Di sejumlah daerah, khususnya di desa-desa, masih ditemukan sarana sanitasi lingkungan yang tidak layak sehingga berpotensi menjadi penyebab "stunting".

"Misalnya kondisi jamban, masih ada yang menggunakan jamban yang terdapat di pinggiran sungai yang mana dari sisi higienisitas tidak layak," katanya.

Oleh karena itu, katanya, perlu peningkatan kesadaran masyarakat untuk melakukan aktivitas buang air di jamban yang layak serta memastikan akses terhadap air bersih tercukupi.

Sebelumnya, Direktur Pusat Pengembangan Sumberdaya Wanita (PPSW) Borneo Reny Hidjazi saat diskusi Forum Jurnalis yang diadakan Jurnalis Perempuan Khatulistiwa dan membahas permasalahan pemahaman stunting di Kalbar beberapa waktu lalu, mengatakan tantangan untuk mengampanyekan gizi nasional, khususnya untuk mencegah "stunting", tidak mudah, terutama mengajak orang untuk sadar dan paham tentang penyebab, gejala, dan akibat jangka panjang, serta pencegahan "stunting".

Pihaknya melakukan pendampingan terhadap lima kecamatan di Kubu Raya dengan masuk ke desa-desa, melakukan kelas ibu hamil, kelas ibu balita, ke posyandu, hingga puskesmas.

"Partisipasi laki-laki juga diperlukan untuk meningkatkan kesadaran dan pemahaman dalam mencegah 'stunting'," kata dia.

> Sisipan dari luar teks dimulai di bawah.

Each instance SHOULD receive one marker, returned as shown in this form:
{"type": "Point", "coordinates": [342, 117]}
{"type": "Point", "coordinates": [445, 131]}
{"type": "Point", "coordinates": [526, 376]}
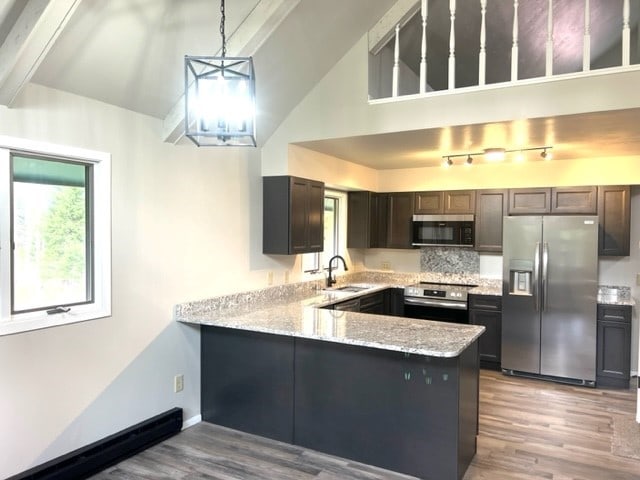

Suami sebagai pemberi nafkah, menurut dia, seringkali tidak mau terlalu tahu soal pencegahan "stunting". Padahal keterlibatan para suami penting karena membantu sang istri, terutama soal pemberian asupan makanan bergizi dan mendorong untuk penerapan ASI ekslusif.

"Kita juga berharap para suami mau mengantar istri saat pemeriksaan dan mau mencari informasi dan mendengarkan informasi tentang 'stunting' ini," katanya.

Reny mengatakan pengetahuan tentang "stunting" masih sedikit diterima perempuan, terutama di desa. Periode 1000 Hari Pertama Kehidupan juga berpengaruh bagi kesehatan ibu dan anak.

"Titik rawan 'stunting' itu satu di antaranya saat masa awal kehamilan. Ada masa mengidam, nah ini sangat rawan, biasanya perempuan malas makan. Makan ala kadarnya sehingga gizi tidak terpenuhi," katanya.